BORCH Editions
Photogravures

Photogravures
Frida Orupabo
Frida Orupabo’s practice centres around reclaiming Black historical and cultural narratives, investigating the suppressive power of the gaze, as well as its potential to challenge and reshape social and political power dynamics. Working with photographic as well as moving imagery, her practice incorporates in a wide range of formats spanning from sculpture to video. Orupabo has been collaborating with BORCH Editions since 2024. Her first project, three large-scale photogravures based on digital collages, explored the tactile qualities of intaglio printmaking. In her photogravures Cover I & II, she deploys blind embossing to further investigate the sculptural potential of this classic printing technique.
Orupabo’s work is rich in recurring pictorial elements, among them references to playing cards. Picnic contains the image of a colonial card game portraying a Black person, a reference to lynchings in the United States during which white spectators would consume food and drinks on picnic blankets as a recreational pastime. Clover I & II are based on stills from the blaxploitation film Abby, framed by a three-leave clover reminiscent of the shape of the card-suit Clubs. In Orupabo’s hands, seemingly innocuous shapes turn into visual indicators of the way in which playful pastime activities were intertwined with anti-Black racism.
Image Credit:
Sickbed I, 2024, installation view Galerie Nordenhake Berlin, image: Gerhard Kassner
Yuvinka Medina and Owen Martin, Frida Orupabo: On Lies, Secrets and Silence, exhibition catalogue, 2024

Sickbed II & Picnic, 2024, installation view Galerie Nordenhake Berlin, image: Gerhard Kassner

Installation view Gwangju Biennale 2024, image: Gwangju Biennale Foundation

Clover I (detail), 2024
Frida Orupabo, born 1986 in Sarpsborg, Norway, lives and works in Oslo, Norway.
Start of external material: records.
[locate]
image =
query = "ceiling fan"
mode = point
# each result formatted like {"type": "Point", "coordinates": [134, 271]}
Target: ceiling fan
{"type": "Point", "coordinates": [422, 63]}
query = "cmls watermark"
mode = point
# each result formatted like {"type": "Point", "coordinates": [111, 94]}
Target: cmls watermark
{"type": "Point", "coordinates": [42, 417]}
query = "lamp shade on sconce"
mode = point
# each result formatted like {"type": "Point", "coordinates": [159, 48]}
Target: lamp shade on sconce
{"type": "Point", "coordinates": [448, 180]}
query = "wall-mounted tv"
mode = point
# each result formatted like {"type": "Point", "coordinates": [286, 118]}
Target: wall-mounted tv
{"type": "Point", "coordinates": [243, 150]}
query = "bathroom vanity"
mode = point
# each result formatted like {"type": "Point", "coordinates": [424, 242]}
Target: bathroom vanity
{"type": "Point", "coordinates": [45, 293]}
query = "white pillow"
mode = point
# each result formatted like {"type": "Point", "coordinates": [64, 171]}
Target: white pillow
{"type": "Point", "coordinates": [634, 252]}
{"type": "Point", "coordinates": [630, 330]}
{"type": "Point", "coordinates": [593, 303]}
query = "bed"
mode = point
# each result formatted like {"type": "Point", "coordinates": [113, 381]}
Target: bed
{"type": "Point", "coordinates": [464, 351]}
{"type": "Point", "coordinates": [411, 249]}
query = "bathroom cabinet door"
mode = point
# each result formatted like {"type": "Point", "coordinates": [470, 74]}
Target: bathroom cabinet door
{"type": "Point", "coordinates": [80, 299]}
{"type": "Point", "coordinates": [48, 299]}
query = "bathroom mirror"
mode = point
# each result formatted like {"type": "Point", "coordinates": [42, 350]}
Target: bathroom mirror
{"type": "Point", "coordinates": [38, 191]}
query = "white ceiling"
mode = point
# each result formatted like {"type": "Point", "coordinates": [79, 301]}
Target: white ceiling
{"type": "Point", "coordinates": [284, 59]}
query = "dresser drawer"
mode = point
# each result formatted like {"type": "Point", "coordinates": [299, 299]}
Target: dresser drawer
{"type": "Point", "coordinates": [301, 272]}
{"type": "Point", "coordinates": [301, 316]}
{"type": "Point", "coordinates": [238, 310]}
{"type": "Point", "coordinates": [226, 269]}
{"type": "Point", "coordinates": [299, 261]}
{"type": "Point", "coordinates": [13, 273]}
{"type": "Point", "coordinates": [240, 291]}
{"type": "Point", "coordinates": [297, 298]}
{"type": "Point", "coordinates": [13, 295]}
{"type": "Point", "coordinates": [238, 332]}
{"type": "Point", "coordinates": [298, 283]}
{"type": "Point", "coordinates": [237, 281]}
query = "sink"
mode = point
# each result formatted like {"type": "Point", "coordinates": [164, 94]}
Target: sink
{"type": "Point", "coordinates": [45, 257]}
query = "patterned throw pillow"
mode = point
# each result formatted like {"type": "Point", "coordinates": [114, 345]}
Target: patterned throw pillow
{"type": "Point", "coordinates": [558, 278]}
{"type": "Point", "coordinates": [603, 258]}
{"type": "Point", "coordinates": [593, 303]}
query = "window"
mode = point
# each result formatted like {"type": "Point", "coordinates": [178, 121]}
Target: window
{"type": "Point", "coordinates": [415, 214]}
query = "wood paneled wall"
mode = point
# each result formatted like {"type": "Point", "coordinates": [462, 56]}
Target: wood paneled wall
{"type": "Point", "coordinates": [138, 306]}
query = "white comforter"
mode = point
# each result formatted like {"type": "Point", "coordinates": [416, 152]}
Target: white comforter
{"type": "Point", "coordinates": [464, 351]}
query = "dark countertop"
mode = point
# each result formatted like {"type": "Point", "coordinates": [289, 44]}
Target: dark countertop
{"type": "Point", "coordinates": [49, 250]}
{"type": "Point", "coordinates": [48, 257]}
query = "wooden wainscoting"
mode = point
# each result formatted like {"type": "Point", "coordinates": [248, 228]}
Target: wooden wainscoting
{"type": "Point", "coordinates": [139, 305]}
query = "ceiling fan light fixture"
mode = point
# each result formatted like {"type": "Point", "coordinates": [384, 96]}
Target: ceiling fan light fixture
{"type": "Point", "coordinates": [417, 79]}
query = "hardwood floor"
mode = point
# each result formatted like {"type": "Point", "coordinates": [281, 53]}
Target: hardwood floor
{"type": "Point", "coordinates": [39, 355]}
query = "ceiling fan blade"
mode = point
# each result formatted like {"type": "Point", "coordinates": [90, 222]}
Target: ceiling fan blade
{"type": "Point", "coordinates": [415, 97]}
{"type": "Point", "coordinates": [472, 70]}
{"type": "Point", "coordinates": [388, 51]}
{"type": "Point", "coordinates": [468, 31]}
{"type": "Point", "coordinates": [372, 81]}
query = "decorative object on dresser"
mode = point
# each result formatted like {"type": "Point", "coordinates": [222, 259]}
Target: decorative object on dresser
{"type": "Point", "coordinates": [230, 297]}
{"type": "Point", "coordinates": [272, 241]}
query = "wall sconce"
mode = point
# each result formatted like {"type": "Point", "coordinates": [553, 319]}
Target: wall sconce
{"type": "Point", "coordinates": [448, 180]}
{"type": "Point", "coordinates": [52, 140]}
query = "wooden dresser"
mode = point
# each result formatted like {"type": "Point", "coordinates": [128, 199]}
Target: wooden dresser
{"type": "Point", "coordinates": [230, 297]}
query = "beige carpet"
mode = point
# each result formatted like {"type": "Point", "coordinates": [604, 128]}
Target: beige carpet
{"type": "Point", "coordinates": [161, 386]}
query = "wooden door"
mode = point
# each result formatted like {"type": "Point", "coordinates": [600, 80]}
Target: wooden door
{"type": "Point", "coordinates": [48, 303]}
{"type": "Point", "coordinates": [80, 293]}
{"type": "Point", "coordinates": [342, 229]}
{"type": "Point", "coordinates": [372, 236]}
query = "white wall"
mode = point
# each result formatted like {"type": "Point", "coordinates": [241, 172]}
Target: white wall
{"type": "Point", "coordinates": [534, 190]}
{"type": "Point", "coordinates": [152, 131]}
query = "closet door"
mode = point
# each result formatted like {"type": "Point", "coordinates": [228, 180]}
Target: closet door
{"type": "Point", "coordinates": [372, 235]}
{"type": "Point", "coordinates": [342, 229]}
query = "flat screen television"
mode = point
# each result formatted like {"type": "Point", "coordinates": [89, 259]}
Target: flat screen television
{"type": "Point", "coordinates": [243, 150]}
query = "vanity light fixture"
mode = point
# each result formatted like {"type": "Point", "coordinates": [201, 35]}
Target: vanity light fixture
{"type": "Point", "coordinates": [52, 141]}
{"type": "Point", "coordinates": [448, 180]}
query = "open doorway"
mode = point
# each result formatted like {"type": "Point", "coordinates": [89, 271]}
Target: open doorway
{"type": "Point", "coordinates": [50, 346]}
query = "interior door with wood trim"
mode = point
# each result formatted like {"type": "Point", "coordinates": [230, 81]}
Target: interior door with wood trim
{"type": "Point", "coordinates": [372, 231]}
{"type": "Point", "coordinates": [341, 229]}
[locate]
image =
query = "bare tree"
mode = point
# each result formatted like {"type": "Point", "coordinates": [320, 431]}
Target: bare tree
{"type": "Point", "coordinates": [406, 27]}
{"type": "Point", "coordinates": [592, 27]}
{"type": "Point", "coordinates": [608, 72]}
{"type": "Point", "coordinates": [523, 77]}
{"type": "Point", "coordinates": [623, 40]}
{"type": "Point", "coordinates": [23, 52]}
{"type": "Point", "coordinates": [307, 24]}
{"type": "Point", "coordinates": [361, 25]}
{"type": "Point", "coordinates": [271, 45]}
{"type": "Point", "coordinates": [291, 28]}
She has been collaborating with BORCH Editions since 2024.
Solo exhibitions of her work include Astrup Fearnley Museum, Oslo and Sprengel Museum, Hanover (both 2025); Bonniers Konsthall, Stockholm 2024; Fotomuseum Winterthur, Switzerland (2022); Museu Afro Brasil, São Paulo (2021), and Huis Marseille, Amsterdam (2020), among others.
Frida Orupabo's work is included in numerous public collections, among them Guggenheim Museum, New York City; LACMA, Los Angeles; Jumex Museum, Mexico City; Tate, UK; Victoria and Albert Museum, London; Museum Ludwig, Cologne; MUMOK, Vienna; Nasjonalmuseet, Oslo; Moderna Museet, Sweden; and Louisiana Museum of Modern Art, Denmark.